PICS!!!!!!!!!!!!!!!!!!!!!!!!!!


----------



## bentwoody66 (Apr 3, 2017)

E-bay item number
122418238116


----------



## Vintage Paintworx (Apr 3, 2017)

Yeah, that slipped away from me.


----------



## pedal_junky (Apr 3, 2017)




----------



## Vintage Paintworx (Apr 3, 2017)

@CWCMAN Did you get it?


----------



## THE STIG (Apr 3, 2017)

pedal_junky said:


> View attachment 445838




whats the rest of the bike look like


----------



## Vintage Paintworx (Apr 3, 2017)

THE STIG said:


> whats the rest of the bike look like


----------



## fordmike65 (Apr 3, 2017)

Seems like a fair price to me if indeed REAL and not a repop.


----------



## Bikermaniac (Apr 3, 2017)

Damn! that's expensive.


----------



## CWCMAN (Apr 3, 2017)

Thought I could nab it at the end with my $400 bid. The bids came in real fast after that, all in the last 12 or so seconds. 

I was on the freeway heading home as I was bidding. 

Not sure it's OG or repop though ?


----------



## Vintage Paintworx (Apr 3, 2017)

CWCMAN said:


> Thought I could nab it at the end with my $400 bid. The bids came in real fast after that, all in the last 12 or so seconds.
> 
> I was on the freeway heading home as I was bidding.
> 
> Not sure it's OG or repop though ?



Pretty sure it was NOS, if repop, it was done very well.


----------



## Vintage Paintworx (Apr 3, 2017)

So who got it????


----------



## CWCMAN (Apr 3, 2017)

I'm thinking repop. NOS and missing the rest of it?

Ive seen an old repop and it's real nice.


----------



## Vintage Paintworx (Apr 3, 2017)

CWCMAN said:


> I'm thinking repop. NOS and missing the rest of it?
> 
> Ive seen an old repop and it's real nice.



Cool, hopefully I can find one of them.


----------



## CWCMAN (Apr 3, 2017)

I'm on the hunt myself


----------



## Joe Buffardi (Apr 4, 2017)

I made a core for this stem so you wont have to drill out the stem after it has been casted in brass. Jim supplied the pattern. Now just need to do it. But there isnt enough hours in my day. Maybe next year.


----------



## scrubbinrims (Apr 4, 2017)

CWCMAN said:


> I'm thinking repop.
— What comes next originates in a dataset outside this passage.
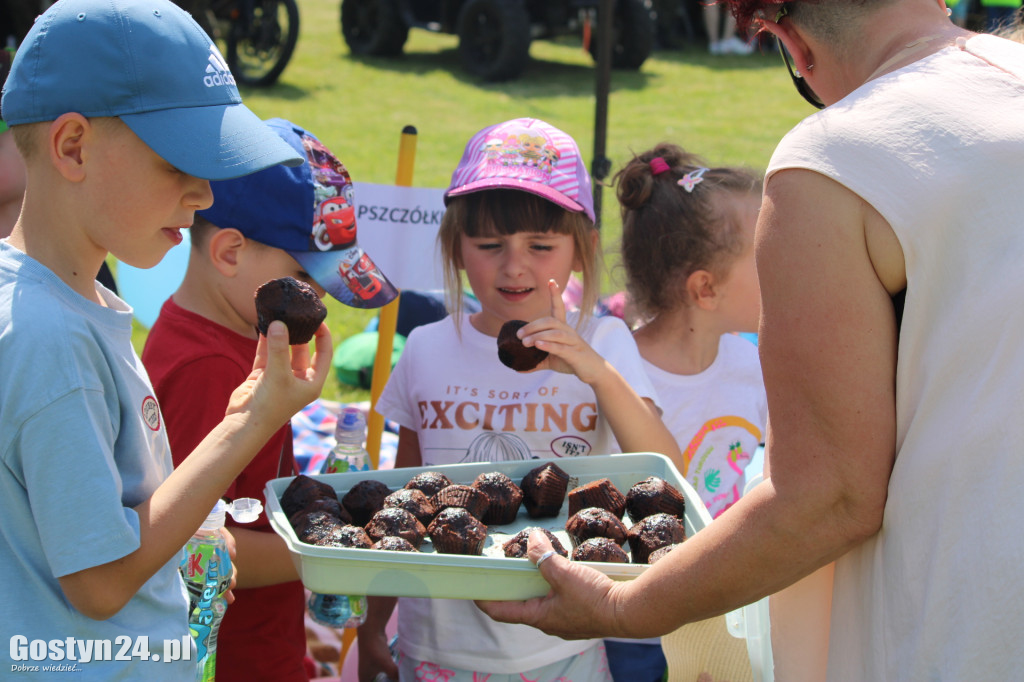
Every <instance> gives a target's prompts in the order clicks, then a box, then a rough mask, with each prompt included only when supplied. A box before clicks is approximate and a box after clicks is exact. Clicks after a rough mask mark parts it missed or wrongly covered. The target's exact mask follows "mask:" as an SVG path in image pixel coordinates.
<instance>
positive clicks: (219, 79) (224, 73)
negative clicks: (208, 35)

NOS and missing the rest of it?
> 
> Ive seen an old repop and it's real nice.



That's my opinion as well,,,the odds of getting struck by lightning are greater that finding this stem NOS considering what it was used for.
It doesn't make sense.
Chris


----------



## fordmike65 (Apr 4, 2017)

Vintage Paintworx said:


> Pretty sure it was NOS, if repop, it was done very well.






CWCMAN said:


> I'm thinking repop. NOS and missing the rest of it?
> 
> Ive seen an old repop and it's real nice.




Maybe it's plastic

@JAF/CO


----------



## John (Apr 4, 2017)

Repop with internal knurling? Now that is a repop with detail just like the original. Who ever did that repop did a great job!!
Nice score!


----------



## Bikermaniac (Apr 10, 2017)

It looks authentic to me, but what do I know.


----------